Persistent infection with one SARS-CoV-2 virus in a person with an autoimmune disease receiving extensive immunosuppression, was documented in detail last month by more than 30 authors from Boston. This patient also had “accelerated viral evolution”, with mutations particularly in the spike (S) protein (57%), including the receptor-binding domain.
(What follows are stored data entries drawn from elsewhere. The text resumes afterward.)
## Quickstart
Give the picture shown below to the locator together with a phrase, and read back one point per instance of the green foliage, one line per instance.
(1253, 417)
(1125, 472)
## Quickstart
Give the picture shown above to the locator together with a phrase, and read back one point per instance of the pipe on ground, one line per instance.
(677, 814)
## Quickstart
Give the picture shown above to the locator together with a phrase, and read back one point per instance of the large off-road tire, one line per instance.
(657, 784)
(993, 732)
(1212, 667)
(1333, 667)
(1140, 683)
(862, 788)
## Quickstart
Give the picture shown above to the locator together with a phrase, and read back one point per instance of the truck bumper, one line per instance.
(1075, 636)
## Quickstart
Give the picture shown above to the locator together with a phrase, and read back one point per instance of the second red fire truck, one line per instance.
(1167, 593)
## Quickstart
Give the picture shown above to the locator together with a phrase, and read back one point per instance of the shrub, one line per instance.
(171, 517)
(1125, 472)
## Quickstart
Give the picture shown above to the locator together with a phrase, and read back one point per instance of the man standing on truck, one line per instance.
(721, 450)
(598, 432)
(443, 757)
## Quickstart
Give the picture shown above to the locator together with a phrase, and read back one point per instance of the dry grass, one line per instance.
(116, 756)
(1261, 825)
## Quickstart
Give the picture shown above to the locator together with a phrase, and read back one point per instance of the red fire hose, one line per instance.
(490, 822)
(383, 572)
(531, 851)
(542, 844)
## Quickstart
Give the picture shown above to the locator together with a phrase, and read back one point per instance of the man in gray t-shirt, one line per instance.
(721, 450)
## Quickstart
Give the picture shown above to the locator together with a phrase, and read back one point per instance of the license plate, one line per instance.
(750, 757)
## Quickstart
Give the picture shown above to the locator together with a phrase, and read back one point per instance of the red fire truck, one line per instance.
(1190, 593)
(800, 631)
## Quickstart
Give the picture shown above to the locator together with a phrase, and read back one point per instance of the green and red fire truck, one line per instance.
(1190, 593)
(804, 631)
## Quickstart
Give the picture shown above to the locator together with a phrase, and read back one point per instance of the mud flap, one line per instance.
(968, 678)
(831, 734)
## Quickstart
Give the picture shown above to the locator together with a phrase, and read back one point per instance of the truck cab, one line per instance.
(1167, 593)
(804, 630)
SARS-CoV-2 variants with multiple mutations in the spike protein and its receptor binding domain have been widely reportedly since last month. These include “B.1.1.7” (first linked with the UK), “B.1.351 (first linked with South Africa) and P.1. (first linked with Brazil). One hypothesis to explain development of such variants is persistent infection in immunocompromised patients, perhaps after receiving convalescent plasma with multiple antibodies to SARS-CoV-2.

In contrast to persistent infections with a single virus, it is not certain that dual infections with genetically-distinct SARS-CoV-2 viruses occur. If dual infections do occur, however, a reasonable hypothesis would be that they are most likely in immunocompromised persons.

If dual infections (overlapping in time) do occur, then would the two viruses be able to recombine and result in a third “offspring” or “progeny” virus that would be more contagious or more deadly, or both?

One of several potential ways to address this question is by focusing on immunocompromised persons while sequencing viruses looking for dual infections. A second focus would be sequencing viruses from persons with unusually rapid clinical progression to severe disease or death.